Moore's Law is the biggest threat to privacy today, according to Phil Zimmermann, the man who in the early 90s developed the Pretty Good Privacy encryption product to bring strong encryption to the masses.
Zimmermann, who was in London for the Infosec security conference in London's Olympia, told ZDNet UK that Moore's Law represents a "blind force" that is fuelling an undirected technology escalation. "The human population does not double every 18 months but its ability to use computers to keep track of us does," he said, referring to what he sees as the threat to privacy from the increased use of surveillance cameras. "You can't encrypt your face."
Zimmermann wrote PGP in the early 90s as a response to what many civil rights activists in the US saw as increased interest by the US government in gaining access to email. PGP was the first widely adopted strong encryption programme for protecting files and emails, and it landed Zimmermann in a three-year criminal investigation by the US Customs Service under arms export control laws. The case was eventually dropped.

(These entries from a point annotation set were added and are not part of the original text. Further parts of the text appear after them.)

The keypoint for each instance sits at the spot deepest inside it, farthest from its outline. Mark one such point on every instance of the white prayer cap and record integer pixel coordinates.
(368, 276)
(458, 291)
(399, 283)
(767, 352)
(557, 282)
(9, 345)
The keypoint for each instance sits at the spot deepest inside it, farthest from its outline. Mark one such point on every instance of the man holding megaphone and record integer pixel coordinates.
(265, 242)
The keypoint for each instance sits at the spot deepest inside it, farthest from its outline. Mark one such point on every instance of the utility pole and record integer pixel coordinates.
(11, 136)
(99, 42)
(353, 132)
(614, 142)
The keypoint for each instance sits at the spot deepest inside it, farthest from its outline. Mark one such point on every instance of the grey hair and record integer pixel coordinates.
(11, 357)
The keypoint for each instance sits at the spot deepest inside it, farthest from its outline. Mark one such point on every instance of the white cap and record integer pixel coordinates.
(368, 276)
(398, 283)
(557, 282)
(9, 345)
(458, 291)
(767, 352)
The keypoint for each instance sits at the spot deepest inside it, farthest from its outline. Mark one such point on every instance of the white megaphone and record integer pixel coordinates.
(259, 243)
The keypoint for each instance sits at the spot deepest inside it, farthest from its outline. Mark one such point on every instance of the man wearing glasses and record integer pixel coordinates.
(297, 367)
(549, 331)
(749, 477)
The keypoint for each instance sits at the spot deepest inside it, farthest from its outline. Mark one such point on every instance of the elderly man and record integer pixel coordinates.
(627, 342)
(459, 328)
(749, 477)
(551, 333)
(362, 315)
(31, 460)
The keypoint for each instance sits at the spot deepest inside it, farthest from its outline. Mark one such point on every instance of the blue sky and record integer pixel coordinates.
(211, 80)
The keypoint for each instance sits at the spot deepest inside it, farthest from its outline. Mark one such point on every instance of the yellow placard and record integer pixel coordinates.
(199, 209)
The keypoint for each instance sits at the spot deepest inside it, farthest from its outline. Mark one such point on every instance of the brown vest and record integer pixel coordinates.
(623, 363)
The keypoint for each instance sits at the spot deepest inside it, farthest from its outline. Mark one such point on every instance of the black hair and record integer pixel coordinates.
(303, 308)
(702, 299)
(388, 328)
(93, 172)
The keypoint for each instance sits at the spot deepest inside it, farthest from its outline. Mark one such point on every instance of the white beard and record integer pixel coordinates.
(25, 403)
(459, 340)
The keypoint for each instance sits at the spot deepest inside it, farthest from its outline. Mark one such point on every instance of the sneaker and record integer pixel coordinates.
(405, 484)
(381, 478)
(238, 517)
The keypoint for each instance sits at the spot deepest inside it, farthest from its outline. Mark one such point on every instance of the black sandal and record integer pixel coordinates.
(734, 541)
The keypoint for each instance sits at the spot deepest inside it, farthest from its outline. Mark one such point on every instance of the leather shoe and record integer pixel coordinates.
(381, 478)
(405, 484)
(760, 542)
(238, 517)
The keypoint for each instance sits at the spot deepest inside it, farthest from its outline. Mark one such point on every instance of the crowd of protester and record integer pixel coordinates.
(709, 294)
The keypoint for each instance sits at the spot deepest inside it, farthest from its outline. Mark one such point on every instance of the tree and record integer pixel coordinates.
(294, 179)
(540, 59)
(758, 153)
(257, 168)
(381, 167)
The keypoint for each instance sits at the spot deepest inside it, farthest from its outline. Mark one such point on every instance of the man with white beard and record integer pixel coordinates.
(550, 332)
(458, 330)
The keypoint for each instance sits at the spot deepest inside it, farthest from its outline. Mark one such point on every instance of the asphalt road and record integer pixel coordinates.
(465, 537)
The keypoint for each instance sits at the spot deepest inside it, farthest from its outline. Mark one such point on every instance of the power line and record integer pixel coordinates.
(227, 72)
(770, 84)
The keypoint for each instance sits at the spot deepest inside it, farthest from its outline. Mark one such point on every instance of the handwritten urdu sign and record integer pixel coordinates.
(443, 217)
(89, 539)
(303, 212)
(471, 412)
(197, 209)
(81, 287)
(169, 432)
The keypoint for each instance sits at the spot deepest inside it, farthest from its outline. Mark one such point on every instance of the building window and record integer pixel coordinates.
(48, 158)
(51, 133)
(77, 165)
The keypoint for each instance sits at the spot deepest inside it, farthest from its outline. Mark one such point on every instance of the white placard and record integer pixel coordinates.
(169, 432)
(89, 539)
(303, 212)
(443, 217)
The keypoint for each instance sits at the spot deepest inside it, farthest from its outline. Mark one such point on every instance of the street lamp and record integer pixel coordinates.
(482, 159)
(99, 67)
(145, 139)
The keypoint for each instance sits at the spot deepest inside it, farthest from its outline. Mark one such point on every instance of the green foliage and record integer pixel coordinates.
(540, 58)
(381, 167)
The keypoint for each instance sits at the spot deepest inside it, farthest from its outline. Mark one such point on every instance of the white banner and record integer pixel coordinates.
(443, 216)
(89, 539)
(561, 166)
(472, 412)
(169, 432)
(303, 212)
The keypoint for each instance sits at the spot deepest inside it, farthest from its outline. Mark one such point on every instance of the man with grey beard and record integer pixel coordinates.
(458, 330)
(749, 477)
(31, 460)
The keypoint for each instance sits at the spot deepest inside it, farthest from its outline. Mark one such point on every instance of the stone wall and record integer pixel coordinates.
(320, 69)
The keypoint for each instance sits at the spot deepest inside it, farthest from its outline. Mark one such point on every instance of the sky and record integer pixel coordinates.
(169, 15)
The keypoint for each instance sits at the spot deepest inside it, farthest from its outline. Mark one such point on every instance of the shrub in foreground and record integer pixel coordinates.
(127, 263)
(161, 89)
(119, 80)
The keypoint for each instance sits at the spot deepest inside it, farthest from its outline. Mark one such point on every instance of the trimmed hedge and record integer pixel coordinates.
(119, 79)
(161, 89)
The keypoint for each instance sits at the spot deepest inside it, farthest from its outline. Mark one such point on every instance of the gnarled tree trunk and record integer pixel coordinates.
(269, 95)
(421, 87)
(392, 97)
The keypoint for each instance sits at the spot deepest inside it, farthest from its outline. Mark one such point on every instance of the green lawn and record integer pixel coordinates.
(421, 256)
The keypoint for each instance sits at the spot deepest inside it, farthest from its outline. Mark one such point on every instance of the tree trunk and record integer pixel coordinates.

Today, Zimmerman sees surveillance as the biggest threat to civil liberties and nowhere, he believes, is this more egregious than in the UK. "You have millions of CCTV cameras here. Every citizen is monitored, and this creates pressure to adhere to conformist behaviour. The original purpose of cameras was to catch terrorists, but to my knowledge they haven't caught many terrorists using cameras."
While laws that are brought in during times of a perceived increase in threats to national security, they can be relatively easily repealed, said Zimmermann. "The technology market doesn't work that way. It has more inertia, and is more insidious. When you put computer technology behind surveillance apparatus, the problem gets worse."
And this is where Moore's Law comes in, said Zimmermann, who stressed that he was speaking in a personal capacity not connected with his association with PGP Corp., the company that now owns the rights to the PGP product.